The Bible League held closing ceremonies last month in Monterrey, Mexico, to mark the end and celebrate the success of “Project Philip Monterrey,” a two-year Scripture placement project designed to further develop the Bible League’s ministry in Monterrey in 2002.
Project Philip, a model of ministry that has reaped results worldwide, is based on the example in Acts 8, when Philip asked the traveling Ethiopian if he understood the Scripture he was reading. The Ethiopian admitted he could not understand unless someone explained it to him, so Philip climbed into the chariot, sat with the Ethiopian and helped him understand.
Following this example, the Bible League trains “Philips” around the world to lead Bible studies, thereby helping people understand God’s Word. As group members complete the Bible study course, many come to accept Jesus and become Philips also—igniting a chain reaction of leading people to Christ and the Church, through sharing His Word.

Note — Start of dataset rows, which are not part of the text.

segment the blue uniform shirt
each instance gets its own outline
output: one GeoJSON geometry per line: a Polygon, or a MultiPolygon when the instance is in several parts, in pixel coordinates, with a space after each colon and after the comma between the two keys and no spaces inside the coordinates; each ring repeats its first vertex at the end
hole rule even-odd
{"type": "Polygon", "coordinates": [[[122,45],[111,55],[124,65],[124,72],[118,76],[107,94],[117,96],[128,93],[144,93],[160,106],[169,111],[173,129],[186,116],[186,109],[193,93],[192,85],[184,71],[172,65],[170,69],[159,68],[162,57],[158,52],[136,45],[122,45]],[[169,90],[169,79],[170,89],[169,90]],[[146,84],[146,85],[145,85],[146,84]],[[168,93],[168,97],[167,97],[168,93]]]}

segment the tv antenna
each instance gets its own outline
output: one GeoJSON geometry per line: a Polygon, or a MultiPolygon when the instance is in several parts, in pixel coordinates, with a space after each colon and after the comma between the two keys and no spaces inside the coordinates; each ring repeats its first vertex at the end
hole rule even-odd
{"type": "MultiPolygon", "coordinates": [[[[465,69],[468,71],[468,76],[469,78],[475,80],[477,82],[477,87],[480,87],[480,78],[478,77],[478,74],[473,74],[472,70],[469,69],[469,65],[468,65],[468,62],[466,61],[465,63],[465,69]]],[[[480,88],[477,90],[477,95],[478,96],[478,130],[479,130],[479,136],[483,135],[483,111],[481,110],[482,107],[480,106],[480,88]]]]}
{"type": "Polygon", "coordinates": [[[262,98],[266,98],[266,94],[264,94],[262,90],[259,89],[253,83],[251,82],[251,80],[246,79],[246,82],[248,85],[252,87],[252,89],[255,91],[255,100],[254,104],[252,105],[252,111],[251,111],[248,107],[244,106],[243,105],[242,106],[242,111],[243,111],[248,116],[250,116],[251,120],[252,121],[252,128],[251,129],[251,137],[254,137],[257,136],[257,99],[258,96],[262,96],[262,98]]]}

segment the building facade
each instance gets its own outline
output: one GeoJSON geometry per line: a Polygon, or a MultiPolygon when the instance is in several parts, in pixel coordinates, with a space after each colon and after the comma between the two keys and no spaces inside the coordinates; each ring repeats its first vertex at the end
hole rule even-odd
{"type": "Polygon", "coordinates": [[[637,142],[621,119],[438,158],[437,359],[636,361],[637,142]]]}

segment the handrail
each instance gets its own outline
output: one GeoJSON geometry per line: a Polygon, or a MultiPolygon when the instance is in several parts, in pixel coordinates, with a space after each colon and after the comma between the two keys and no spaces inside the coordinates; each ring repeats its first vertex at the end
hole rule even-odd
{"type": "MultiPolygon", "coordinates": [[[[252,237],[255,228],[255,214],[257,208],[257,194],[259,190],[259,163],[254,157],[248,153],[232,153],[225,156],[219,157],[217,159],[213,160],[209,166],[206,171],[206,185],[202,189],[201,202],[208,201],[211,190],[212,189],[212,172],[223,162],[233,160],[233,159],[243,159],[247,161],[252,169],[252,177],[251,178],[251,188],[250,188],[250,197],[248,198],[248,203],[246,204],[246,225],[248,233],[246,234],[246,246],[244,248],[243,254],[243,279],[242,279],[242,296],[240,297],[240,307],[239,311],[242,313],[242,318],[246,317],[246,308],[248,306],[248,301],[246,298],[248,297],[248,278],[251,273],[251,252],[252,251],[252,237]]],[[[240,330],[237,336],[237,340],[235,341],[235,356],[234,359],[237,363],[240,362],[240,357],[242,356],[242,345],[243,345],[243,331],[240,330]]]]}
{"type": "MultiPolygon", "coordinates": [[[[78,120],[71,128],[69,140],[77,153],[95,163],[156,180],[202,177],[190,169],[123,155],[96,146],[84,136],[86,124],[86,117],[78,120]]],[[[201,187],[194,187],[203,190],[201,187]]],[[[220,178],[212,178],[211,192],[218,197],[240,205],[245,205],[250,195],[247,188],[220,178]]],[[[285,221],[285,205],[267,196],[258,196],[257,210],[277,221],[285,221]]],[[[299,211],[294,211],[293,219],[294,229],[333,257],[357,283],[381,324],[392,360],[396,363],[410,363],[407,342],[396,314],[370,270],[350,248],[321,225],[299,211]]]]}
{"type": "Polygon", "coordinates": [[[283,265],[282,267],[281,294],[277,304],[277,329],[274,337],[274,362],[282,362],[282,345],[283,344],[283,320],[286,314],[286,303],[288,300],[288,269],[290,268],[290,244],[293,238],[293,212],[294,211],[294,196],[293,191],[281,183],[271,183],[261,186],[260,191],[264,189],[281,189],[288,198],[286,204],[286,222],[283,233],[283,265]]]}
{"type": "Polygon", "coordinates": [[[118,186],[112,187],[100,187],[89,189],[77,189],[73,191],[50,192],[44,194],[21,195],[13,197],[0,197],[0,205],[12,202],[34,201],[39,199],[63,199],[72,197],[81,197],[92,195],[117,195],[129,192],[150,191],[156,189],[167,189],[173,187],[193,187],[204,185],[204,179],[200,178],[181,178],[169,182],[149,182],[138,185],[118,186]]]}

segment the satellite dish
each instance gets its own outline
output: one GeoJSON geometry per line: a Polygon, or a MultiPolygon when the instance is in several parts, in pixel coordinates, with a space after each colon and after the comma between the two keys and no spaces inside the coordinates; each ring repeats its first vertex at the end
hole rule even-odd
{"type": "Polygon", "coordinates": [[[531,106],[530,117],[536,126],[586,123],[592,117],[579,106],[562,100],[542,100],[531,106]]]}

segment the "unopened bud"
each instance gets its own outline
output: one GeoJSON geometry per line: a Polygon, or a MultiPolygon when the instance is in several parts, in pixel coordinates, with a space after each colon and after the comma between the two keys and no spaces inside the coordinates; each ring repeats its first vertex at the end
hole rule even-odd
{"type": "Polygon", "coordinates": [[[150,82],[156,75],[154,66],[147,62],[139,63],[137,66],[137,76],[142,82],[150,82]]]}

Original goals for “Project Philip Monterey” were to place 500,000 specially designed and easy-to-read Spanish New Testaments in this city of five million. But the final totals exceeded that goal by several thousand.
“The official end of Project Philip Monterrey is only the beginning,” said Bible League’s director of Latin America. “The discipleship process in Latin America often takes about two years, so results will continue to increase as people continue to participate in Bible studies.”
Through Project Philip, the Bible League works with local churches to strategically place Scriptures with those who attend small-group Bible studies. This way, the Scriptures are used to deepen the faith of Christians, and help non-Christians become believers. In Monterrey, there were more than 151,000 Bible study groups between 2002 and 2004.